Been following the project for a while but here's my guess/take on it. I assume it's about optimizing performance for the space used and giving the case a reason to exist. I think Wahaha wants the Sidearm to be the best case possible within a certain volume. As much as people like bigger air coolers like the L12, L12s, or Big Shuriken 3, they can't compete with Copper radiators such as the Lt240 or a 120mm aio, hell they don't even perform as well as a 645lt(92mm aio). I use an L12 with a full size a12x25 in my Ghost S1 (
https://i.vgy.me/sqFJI2.jpg) and it performs well, but I promise you a 645lt or 120mm aio still performs better. The case ideally wants you to use liquid cooling on the cpu and a thick 3 slot on the gpu. The movable spine is there for flexibility and to accommodate users that don't want to introduce liquid in their builds, but not necessarily optimize for them. Basically if he removes the "wasteful" chamber then it gets smaller and competes with the Dan a4 which can already use a 645lt and if he increases the height for thicker aluminum 240mm radiators than he risks competing with the Ncase which already does that job better. The strength of the case involves staying ~9-10L in volume. To quote what Wahaha said a few pages back.
"This is my philosophy:
1. 110W or less *NO OC <85C CPU Temp, 8700K / 9700K / 9900K / 3700X / 3800X, get the A4 + 92mm AIO (Asetek 645LT)
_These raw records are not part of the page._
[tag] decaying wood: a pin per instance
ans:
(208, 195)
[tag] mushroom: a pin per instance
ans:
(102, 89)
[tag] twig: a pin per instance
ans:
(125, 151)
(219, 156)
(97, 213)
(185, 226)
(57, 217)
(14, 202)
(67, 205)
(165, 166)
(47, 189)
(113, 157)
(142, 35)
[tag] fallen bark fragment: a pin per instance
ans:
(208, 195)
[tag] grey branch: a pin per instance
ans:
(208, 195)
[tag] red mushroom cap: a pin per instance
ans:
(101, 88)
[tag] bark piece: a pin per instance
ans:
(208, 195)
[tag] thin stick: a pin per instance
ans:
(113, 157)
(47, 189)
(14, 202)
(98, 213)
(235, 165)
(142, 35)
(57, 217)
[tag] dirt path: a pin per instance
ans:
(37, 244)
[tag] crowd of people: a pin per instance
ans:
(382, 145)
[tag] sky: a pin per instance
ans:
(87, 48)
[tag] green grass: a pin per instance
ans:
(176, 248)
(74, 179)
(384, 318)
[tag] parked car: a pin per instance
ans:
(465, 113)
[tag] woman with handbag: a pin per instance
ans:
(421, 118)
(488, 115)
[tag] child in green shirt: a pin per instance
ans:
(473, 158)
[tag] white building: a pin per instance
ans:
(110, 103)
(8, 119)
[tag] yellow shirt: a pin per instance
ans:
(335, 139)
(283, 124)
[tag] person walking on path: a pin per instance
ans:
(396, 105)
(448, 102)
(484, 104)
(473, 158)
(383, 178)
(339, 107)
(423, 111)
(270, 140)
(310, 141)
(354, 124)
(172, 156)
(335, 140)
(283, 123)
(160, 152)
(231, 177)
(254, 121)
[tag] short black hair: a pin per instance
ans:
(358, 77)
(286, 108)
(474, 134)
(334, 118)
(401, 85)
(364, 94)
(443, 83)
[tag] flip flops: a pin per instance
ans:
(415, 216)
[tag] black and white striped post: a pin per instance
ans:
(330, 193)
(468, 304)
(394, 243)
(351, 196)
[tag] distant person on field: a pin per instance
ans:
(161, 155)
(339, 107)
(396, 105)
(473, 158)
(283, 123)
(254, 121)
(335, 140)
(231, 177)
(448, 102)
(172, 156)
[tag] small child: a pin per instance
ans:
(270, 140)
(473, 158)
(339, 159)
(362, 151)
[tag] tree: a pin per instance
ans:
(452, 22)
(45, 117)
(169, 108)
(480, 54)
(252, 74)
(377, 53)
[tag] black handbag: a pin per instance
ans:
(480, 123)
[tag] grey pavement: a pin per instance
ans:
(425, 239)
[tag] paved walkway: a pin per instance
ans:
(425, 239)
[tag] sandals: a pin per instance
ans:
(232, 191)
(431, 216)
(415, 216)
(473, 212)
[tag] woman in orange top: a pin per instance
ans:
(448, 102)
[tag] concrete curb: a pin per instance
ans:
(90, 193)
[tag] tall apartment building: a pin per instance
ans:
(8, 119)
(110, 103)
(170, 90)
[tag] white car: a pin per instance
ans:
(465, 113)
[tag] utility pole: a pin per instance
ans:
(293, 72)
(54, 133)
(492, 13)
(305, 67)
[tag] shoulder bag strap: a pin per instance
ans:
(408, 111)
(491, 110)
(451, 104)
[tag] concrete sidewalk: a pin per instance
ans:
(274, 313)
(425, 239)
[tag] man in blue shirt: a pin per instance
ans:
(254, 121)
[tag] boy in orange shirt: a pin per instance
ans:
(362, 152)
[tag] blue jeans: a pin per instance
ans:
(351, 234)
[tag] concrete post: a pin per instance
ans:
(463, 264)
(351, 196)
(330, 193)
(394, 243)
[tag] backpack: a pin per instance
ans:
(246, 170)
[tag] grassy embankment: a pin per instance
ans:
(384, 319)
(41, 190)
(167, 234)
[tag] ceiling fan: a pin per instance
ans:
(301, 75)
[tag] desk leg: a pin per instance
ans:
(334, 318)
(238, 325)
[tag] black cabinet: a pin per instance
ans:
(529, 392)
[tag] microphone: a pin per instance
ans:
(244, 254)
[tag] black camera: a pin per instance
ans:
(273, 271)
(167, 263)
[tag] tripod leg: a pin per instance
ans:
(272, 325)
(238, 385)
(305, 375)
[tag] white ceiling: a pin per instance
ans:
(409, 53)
2. 160W or less OC on CPU <80C CPU temps, 8700K / 9700K / 9900K / 3700X / 3800X, Sidearmd + 120mm AIO (Koolance HX-CU420V + Noctua A12x25)
3. 200W or less OC on CPU <80C CPU temps, 8700K / 9700K / 9900K / 9920X / 3700X / 3800X / 3900X, get the M1 + 240mm (Koolance HX-CU720V + Noctua A12x25)
Going below 10L in volume comes with increasing bigger compromises. This case is limit for Mini-ITX + CPU moderate OC + Full Size GPU for <80C. If you need less, go with the A4, if you need more, go with the M1."